Cela va aussi permettre de surmonter certaines inquiétudes, que Jean-François Cerisier estime similaires à celles suscitées dans les années 1990 par les CD-ROM.

Pourquoi apprendre si tout est contenu là-dedans ? Il suffit juste de savoir utiliser un CD-ROM, se disait-on déjà à l'époque. Mais aujourd'hui, cette technologie est complétement dépassée, et les peurs qui allaient avec aussi.

Jean-François Cerisier

Cependant, la formation des enseignant·es aux technologies reste un enjeu important. En matière d'IA, Line Neeff estime que ce sont « les échanges entre les professeurs eux-mêmes, de toutes les disciplines » qui constituent la stratégie la plus efficace.
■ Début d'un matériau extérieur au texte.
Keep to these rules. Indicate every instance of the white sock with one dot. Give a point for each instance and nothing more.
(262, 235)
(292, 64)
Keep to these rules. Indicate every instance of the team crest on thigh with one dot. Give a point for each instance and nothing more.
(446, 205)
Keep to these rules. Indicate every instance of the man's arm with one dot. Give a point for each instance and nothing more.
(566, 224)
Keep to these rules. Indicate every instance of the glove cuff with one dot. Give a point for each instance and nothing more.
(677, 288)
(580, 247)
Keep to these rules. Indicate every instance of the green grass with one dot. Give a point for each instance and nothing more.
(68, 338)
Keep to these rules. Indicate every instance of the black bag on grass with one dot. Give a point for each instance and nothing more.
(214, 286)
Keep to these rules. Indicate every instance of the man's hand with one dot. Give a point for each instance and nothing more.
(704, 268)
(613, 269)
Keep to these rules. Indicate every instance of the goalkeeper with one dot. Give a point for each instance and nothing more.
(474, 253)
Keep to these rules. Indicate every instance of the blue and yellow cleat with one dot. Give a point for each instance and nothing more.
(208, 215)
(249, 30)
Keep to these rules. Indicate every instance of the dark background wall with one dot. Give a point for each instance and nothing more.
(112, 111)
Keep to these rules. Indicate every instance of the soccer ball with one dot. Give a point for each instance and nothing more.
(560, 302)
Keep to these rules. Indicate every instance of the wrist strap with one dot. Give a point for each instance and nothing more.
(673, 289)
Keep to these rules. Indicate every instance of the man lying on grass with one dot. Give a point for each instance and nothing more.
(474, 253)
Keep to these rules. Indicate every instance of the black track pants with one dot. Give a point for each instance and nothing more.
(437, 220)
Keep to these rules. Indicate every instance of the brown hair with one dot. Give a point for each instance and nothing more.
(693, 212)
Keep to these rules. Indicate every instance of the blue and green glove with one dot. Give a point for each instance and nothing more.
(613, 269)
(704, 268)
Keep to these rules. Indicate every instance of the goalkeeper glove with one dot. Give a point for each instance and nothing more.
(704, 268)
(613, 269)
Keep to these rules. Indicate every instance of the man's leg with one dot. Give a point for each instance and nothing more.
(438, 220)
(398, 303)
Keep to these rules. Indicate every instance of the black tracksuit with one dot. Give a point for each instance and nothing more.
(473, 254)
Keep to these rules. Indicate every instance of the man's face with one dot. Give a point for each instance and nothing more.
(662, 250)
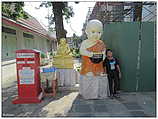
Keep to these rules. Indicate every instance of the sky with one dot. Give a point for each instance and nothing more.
(76, 22)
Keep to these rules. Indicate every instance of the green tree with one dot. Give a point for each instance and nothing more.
(59, 10)
(14, 10)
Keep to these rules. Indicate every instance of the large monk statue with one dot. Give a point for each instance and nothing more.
(63, 58)
(93, 50)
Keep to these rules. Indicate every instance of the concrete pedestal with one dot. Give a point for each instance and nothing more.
(67, 77)
(94, 87)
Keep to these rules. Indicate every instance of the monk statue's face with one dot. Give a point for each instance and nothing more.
(94, 30)
(62, 41)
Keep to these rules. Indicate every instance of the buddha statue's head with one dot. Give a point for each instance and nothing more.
(94, 29)
(62, 41)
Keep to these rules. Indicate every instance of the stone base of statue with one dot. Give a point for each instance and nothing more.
(67, 77)
(63, 62)
(94, 87)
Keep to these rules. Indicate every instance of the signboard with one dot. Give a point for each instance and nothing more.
(26, 75)
(25, 55)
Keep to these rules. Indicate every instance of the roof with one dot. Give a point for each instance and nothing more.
(29, 25)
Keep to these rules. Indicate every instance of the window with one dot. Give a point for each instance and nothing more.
(26, 35)
(8, 30)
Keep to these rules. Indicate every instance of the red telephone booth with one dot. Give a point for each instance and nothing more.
(28, 77)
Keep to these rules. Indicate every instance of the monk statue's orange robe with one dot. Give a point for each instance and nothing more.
(88, 65)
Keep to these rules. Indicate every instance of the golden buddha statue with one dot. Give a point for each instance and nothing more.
(93, 50)
(63, 58)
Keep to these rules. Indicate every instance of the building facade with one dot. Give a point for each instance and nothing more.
(21, 34)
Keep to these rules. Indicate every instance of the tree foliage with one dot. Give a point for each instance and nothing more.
(67, 11)
(60, 10)
(14, 10)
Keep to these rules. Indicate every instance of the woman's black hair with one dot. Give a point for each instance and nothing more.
(108, 50)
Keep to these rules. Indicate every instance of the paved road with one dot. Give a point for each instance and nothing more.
(71, 104)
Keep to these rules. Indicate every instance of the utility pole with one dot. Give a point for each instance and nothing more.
(137, 13)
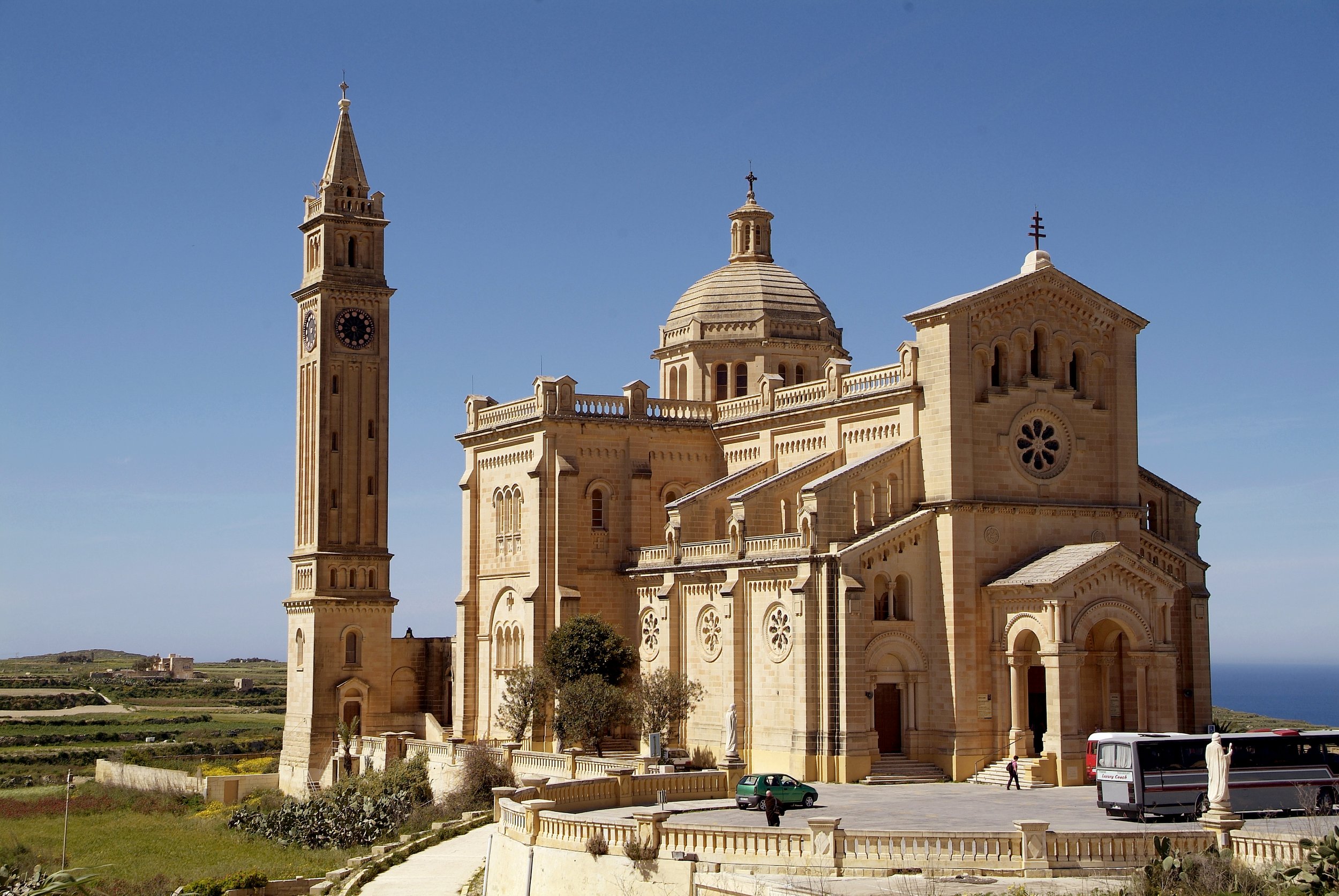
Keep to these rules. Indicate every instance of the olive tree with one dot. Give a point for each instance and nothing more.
(523, 705)
(665, 699)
Le Ministère de l’Éducation, quant à lui, annonce développer « une IA souveraine, ouverte et évolutive à destination des enseignants, qui sera disponible dès l’année scolaire 2026-2027 ». Un outil qui devrait permettre « de soutenir les enseignants dans leurs activités telles que la préparation des cours ou l’évaluation des élèves ». L'IA n'a donc pas fini de faire parler d'elle à l'école.